The coins are created to eliminate volatility and are thus pegged to the value of traditional currencies. The USDT (USD tether) is pegged to the dollar 1:1. DAI is conversely maintained in value by crypto assets using smart contracts.

Privacy coins
These aim to actually provide true anonymity and privacy for people engaging in transactions, something that the original Bitcoin intended but failed to do. The most popular of these is Monero. Governments are heavily in opposition to these as they fear they could be used to facilitate crime.

Platform coins

These are designed to create and run dApps, powering whole ecosystems and allowing developers to create and run decentralized services. Cardano, Ethereum, and Polkadot are a few of them. In a recent article, Forbes broke down the possibility of whether Ethereum will rise to the level of Bitcoin.

Memecoins

These, for example, the Doge coin, lack strong technical foundations generally but are driven by humor, social media trends, and occasional viral popularity.

Utility tokens

These provide access to a specific product or service within a blockchain ecosystem and can be used to pay for transaction fees, premium services, or governance.

Risks and challenges of investing in altcoins

Of course, altcoins are not all sunshine and roses. Most of them never take off at all, referred to as “shitcoins”. The crypto market as a whole is difficult to predict and unregulated. Let’s talk about some of the downsides of altcoins.

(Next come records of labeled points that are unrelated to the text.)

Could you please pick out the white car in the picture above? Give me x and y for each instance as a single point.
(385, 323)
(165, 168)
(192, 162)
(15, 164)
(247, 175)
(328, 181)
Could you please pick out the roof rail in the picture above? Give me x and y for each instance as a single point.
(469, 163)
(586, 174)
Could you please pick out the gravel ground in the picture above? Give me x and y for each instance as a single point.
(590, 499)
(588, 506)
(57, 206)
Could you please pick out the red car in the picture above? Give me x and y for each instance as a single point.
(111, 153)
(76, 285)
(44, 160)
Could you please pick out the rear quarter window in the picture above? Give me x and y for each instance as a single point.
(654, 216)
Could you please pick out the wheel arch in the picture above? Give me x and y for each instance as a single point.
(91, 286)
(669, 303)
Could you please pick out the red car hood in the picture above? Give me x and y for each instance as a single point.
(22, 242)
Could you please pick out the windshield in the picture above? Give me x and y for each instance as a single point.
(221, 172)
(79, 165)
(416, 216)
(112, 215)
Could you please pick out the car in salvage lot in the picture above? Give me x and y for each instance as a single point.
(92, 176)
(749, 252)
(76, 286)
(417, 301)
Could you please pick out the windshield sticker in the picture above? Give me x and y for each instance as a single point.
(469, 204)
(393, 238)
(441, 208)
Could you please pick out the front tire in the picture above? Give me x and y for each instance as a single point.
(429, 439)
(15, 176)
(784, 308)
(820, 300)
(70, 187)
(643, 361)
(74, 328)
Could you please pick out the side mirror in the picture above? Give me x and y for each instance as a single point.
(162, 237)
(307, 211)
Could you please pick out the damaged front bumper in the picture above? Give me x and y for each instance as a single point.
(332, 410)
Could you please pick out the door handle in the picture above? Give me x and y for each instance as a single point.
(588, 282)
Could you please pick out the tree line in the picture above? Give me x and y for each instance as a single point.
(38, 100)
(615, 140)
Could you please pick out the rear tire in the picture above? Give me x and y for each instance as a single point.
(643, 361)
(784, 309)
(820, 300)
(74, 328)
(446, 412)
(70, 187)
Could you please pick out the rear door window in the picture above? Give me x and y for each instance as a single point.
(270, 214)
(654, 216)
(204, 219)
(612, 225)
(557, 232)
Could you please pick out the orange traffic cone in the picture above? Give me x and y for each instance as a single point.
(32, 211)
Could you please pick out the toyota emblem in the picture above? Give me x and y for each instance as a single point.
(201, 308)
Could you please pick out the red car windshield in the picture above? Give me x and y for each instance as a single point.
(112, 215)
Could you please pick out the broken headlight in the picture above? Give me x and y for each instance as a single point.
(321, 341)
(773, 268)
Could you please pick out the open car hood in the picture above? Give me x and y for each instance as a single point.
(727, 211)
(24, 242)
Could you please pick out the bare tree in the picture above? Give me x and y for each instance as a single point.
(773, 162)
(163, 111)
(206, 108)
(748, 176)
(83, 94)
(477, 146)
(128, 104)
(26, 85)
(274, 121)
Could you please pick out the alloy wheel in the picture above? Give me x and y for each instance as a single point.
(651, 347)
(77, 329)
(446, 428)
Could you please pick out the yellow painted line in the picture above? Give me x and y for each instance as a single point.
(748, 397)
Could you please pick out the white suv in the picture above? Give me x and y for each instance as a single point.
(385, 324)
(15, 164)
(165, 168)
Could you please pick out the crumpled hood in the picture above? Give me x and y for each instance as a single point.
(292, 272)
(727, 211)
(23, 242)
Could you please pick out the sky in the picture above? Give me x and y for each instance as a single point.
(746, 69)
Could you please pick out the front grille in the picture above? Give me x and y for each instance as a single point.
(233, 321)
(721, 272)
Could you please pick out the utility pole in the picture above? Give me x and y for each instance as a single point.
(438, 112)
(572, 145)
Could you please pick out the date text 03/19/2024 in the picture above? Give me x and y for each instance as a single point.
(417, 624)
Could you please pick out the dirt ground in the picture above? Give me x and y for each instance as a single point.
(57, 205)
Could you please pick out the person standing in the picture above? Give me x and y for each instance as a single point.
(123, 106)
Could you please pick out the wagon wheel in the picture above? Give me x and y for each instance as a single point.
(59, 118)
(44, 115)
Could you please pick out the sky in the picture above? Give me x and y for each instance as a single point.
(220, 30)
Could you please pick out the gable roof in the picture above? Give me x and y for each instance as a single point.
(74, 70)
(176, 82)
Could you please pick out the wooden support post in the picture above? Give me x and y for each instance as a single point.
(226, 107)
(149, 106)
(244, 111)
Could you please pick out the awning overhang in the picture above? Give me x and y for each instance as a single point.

  1. Market volatility: cryptocurrency is notorious for its extreme volatility, altcoins more so than BTC. Price swings happen in short periods. Of course, investors see opportunity in this. Rises in price often happen due to celebrity mentions and social media campaigns. Research Gate performed a study, analyzing the reasons for such high volatility in the market.
  2. Lack of regulation: for this reason, there is a higher risk of fraud and scams like rug pulls. In other countries, crypto coins are outright banned and tax policy on them can be unclear in some countries.
  3. Low liquidity: people might have a hard time executing large transactions without significantly affecting the price.
  4. Technological risks and security issues: bugs and flaws can expose investors to losing their assets. This refers to smart contracts which may have bugs. There was a DAO hack of Ethereum that cost millions of dollars.
  5. Failure: a lot of altcoins don’t get the funding they need and are abandoned. Competition is fierce from other products and some teams lack the know-how to break the mold.

Future of altcoins

While Bitcoins dominate as a store of value, many altcoins have carved out niches with unique use cases. Going forward, altcoins with strong utility and adaptability are likely to thrive, especially in sectors like gaming, supply chain, and Web3. However, the market is still challenged by the potential for regulation and only the special projects will break big.